On the downstream side, if there is a sudden rise in the upstream water level, the sudden release of water can be delayed over time to level out the change and give time for response.
It can help prevent floods and accidents.

Figures 7 and 8 were also developed for almost the same purpose.
Unlike the conventional technology shown in the figure, each pipe in each sluice gate is arranged in the same shape, and the above-mentioned variations are made by treating each sluice gate between each dam pillar as one unit and comparing it with other adjacent sluice gates. Since it is provided in between, it has high reliability in terms of strength and does not require an excessive structure.
In addition, it goes without saying that it is easy to construct, but variations in each water gate door do not create a particularly new burden and are not likely to cause any problems in construction.

In the conventional technology, the siphon flow cannot be controlled without adding a siphon breaker that bends and extends forward from the apex of the conduit, making the difference in the difficulty of construction even greater.

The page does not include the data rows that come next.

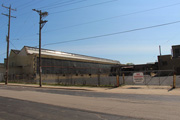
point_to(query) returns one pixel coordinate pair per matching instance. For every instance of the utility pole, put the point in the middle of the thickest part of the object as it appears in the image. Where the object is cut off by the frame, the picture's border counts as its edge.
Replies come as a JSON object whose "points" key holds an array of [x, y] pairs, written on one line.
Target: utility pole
{"points": [[41, 24], [7, 39]]}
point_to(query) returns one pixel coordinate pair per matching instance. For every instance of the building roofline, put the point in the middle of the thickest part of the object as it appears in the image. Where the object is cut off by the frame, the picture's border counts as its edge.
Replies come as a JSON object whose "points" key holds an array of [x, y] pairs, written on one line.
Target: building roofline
{"points": [[68, 55]]}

On the other hand, with the present invention, the transition to the siphon flow occurs at each water gate and does not propagate to other water gates, so there is no concern that resonance will occur over the entire length. Therefore, it is natural that having the same length is advantageous in terms of strength. In the case of the conventional technology, there is also a concern that floating objects on the upstream side collide with the extended siphon breaker and damage it, or that the siphon breaker becomes blocked and prevents control of the siphon flow.

In other words, there are significant differences between the present invention and this prior art, regardless of whether one focuses on the difficulty of manufacturing, the propagation characteristics of noise and vibration, and the superiority or inferiority of strength.

[Brief explanation of the drawing]

Fig. 1 is a partial side cross section showing an embodiment of this invention, A, B, C in Fig. 2 and A, B, C in Fig. 3 are front sectional views showing the operation of the same embodiment, respectively. 4A and B and 5A and B are a front sectional view and a part of a side sectional view showing different prior art, respectively, FIG. 6 is a chart showing the effects of the prior art, and FIGS. 7 and 8
The figures are a side view and a front view showing yet another conventional technique. 10... Sluice gate door, 11... Spout, 12... Bottom apex, 13... Discharge port, 14... Top apex, 15
...Saifon conduit, 16...Pipe bottom plate, 17
...Pipe top plate.

Claims (1)

[Scope of utility model registration request] In water gates that are installed between multiple weir pillars erected across a waterway so that they can be raised and lowered separately, each water gate has a siphon pipe that sucks overflow water from the top surface using a siphon action and discharges it to the downstream side. A bottom plate 16 having a pipe 15 and forming a pipe bottom surface bent from the spout 11 of the siphon pipe 15 is attached in substantially the same state, and a top plate 17 forming a pipe top surface bent from the spout 11 is attached adjacently. The pipe apex 14 of the upper surface plate 17 and the siphon breaker formed at the tip 19 are formed at different heights for each water gate door,
A water gate with a siphon, characterized in that the cross-sectional area of the spout 11 is varied within a larger range than the cross-sectional area of the discharge port 13 of the conduit.